Недавно впервые увидел на стеклянных дверях метро черную табличку с бросившимися в глаза двумя “ключевыми” словами: “водка” и “принцип”. В голове пронеслось: понятно, мол, да... Лужков с его “Отечеством”, а что? Ну, наконец-то!
Не выдержал, вернулся, чтобы все-таки прочитать “пламенный призыв”. На черной табличке значилось: “Какую водку пить — дело принципа”.
Вот какое оно у нас, “дело принципа”.
Кому мы, в самом деле, трезвые нужны, ну — кому?!
Майкопская бригада
И снова — благословенный Майкоп, те самые райские места, которые Аллах, раздававший народам землю, оставлял для себя, но отдал потом адыгейцу, сильно запоздавшему на это давнее, ох, давнее — относительно нынешних быстро бегущих времен — мероприятие... Адыгеец, как и все остальные, тоже очень спешил на ту, самую первую, пожалуй, в истории человечества презентацию, и наверняка появился бы на ней раньше многих, но по дороге ему повстречался старец, который пытался взвалить на одряхлевшие плечи вязанку дров.
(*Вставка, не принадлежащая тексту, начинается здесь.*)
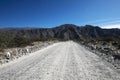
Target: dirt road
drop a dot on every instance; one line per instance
(60, 61)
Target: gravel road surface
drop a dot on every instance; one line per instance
(60, 61)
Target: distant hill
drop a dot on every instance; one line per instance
(66, 31)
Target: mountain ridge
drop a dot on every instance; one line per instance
(65, 31)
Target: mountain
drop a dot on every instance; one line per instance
(65, 32)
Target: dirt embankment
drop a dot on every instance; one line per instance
(109, 51)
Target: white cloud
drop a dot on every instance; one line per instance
(111, 26)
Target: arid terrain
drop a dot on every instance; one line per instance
(59, 61)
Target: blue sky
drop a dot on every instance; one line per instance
(51, 13)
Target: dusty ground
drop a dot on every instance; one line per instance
(60, 61)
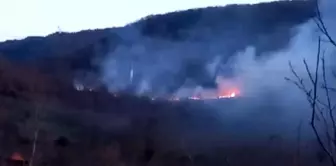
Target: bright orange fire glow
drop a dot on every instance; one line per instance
(226, 88)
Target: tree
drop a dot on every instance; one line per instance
(319, 93)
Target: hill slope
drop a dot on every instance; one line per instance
(177, 45)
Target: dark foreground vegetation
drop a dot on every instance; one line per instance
(46, 122)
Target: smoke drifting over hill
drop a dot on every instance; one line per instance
(164, 66)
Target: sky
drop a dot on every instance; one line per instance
(22, 18)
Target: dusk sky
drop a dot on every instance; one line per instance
(22, 18)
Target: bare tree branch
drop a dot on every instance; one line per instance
(321, 25)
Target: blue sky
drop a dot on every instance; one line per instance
(21, 18)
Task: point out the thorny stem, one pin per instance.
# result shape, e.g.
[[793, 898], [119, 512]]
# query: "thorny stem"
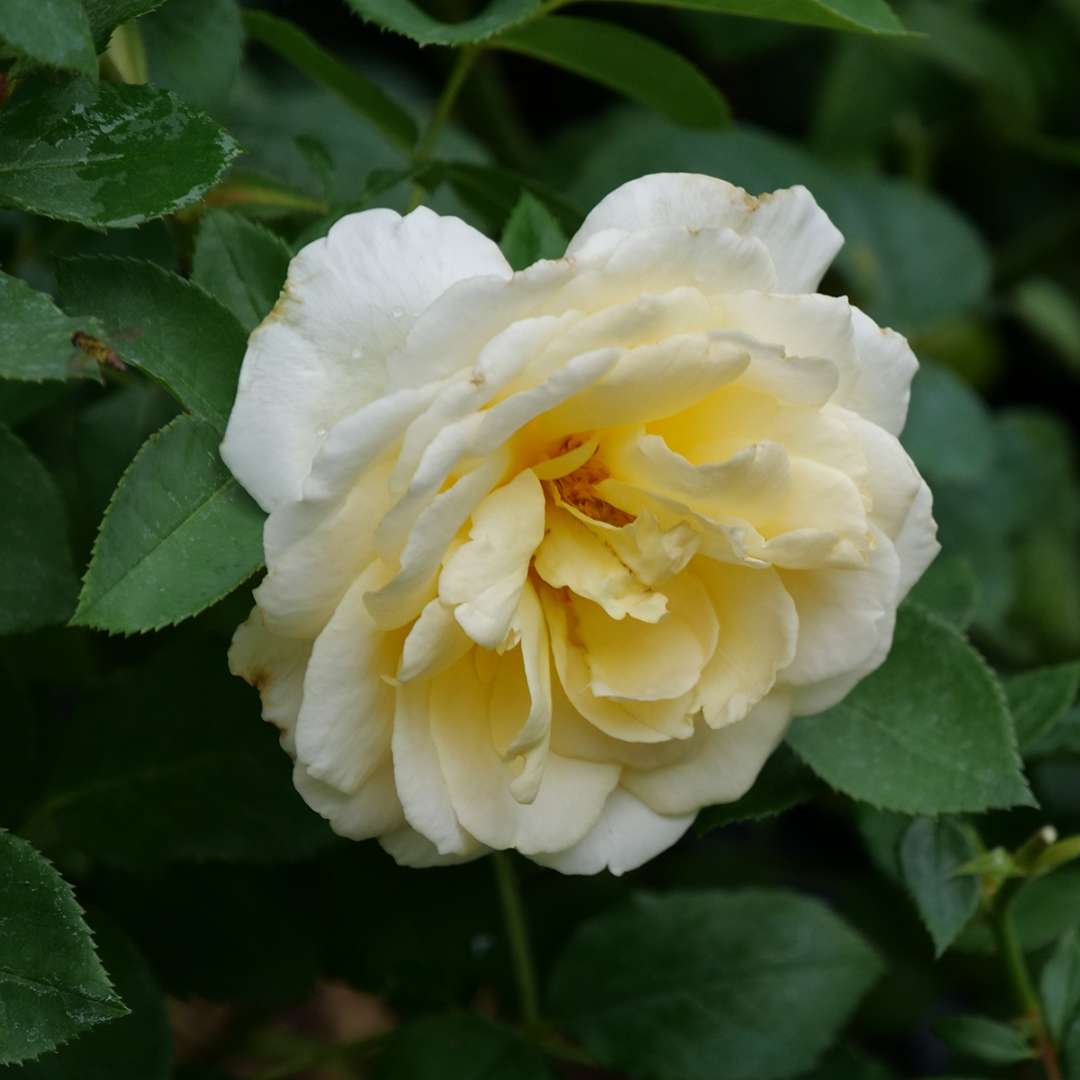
[[517, 934], [1020, 980]]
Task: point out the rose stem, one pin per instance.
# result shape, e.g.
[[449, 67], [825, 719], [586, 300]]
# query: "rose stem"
[[517, 934], [1020, 980]]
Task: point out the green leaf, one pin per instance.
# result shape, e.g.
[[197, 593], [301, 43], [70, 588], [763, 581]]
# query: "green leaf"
[[138, 1044], [848, 1064], [173, 763], [928, 732], [105, 153], [910, 259], [194, 49], [783, 783], [930, 852], [179, 534], [625, 62], [461, 1045], [1053, 314], [54, 32], [52, 985], [690, 986], [1060, 985], [531, 233], [364, 96], [36, 337], [165, 326], [37, 578], [1043, 909], [987, 1040], [869, 16], [948, 431], [950, 590], [106, 15], [1039, 699], [494, 193], [405, 16], [241, 264]]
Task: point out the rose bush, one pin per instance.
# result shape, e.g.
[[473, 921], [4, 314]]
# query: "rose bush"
[[554, 556]]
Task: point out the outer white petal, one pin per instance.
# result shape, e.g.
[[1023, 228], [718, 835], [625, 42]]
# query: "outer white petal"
[[348, 305], [626, 835], [887, 366], [721, 767], [800, 239], [274, 665], [844, 615], [343, 728], [369, 811], [917, 541], [409, 848], [421, 785]]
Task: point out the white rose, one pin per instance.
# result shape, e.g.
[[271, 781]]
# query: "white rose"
[[554, 556]]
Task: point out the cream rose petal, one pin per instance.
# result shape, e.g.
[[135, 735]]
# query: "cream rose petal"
[[553, 556], [799, 237], [720, 767], [626, 835], [348, 304]]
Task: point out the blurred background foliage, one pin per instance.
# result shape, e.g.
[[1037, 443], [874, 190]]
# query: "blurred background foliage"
[[243, 936]]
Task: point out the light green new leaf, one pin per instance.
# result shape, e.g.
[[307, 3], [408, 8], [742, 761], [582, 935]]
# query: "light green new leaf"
[[987, 1040], [783, 783], [194, 49], [928, 732], [179, 534], [930, 852], [624, 61], [405, 16], [531, 233], [52, 985], [1060, 985], [461, 1045], [38, 583], [137, 1045], [106, 15], [692, 986], [950, 590], [54, 32], [241, 264], [354, 89], [164, 325], [1039, 699], [106, 154], [36, 337], [869, 16]]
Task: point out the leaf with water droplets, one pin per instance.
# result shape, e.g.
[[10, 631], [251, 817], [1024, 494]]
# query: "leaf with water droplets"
[[52, 985], [106, 154]]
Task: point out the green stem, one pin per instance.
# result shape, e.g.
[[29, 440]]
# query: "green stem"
[[517, 934], [1020, 981]]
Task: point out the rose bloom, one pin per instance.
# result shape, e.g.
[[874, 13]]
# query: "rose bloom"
[[554, 556]]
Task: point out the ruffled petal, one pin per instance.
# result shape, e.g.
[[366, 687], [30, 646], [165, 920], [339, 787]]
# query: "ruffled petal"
[[721, 766], [798, 234], [342, 732], [322, 353], [626, 835]]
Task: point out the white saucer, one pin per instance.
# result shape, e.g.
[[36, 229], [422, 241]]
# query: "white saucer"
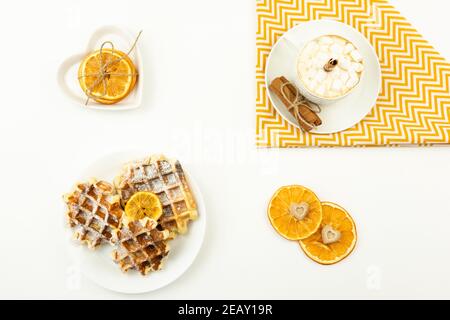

Как было старику не помочь?.. И адыгеец отнес дрова в ближайший аул, положил у порога сакли, где жил одинокий горец.
Почитание старших было с лихвою вознаграждено, и в полной мере оценить щедрость Создателя может, и в самом деле, лишь тот, кто хоть короткое время жил здесь и питался удивительными плодами этой земли, видел на синем горизонте ослепительно белые пики ледяных гор, слушал умиротворенными вечерами сокровенное тюрюканье сверчков в отяжелевших к осени виноградниках, смотрел на крупные звезды над головой и на полную луну, такую в этих краях большую и яркую.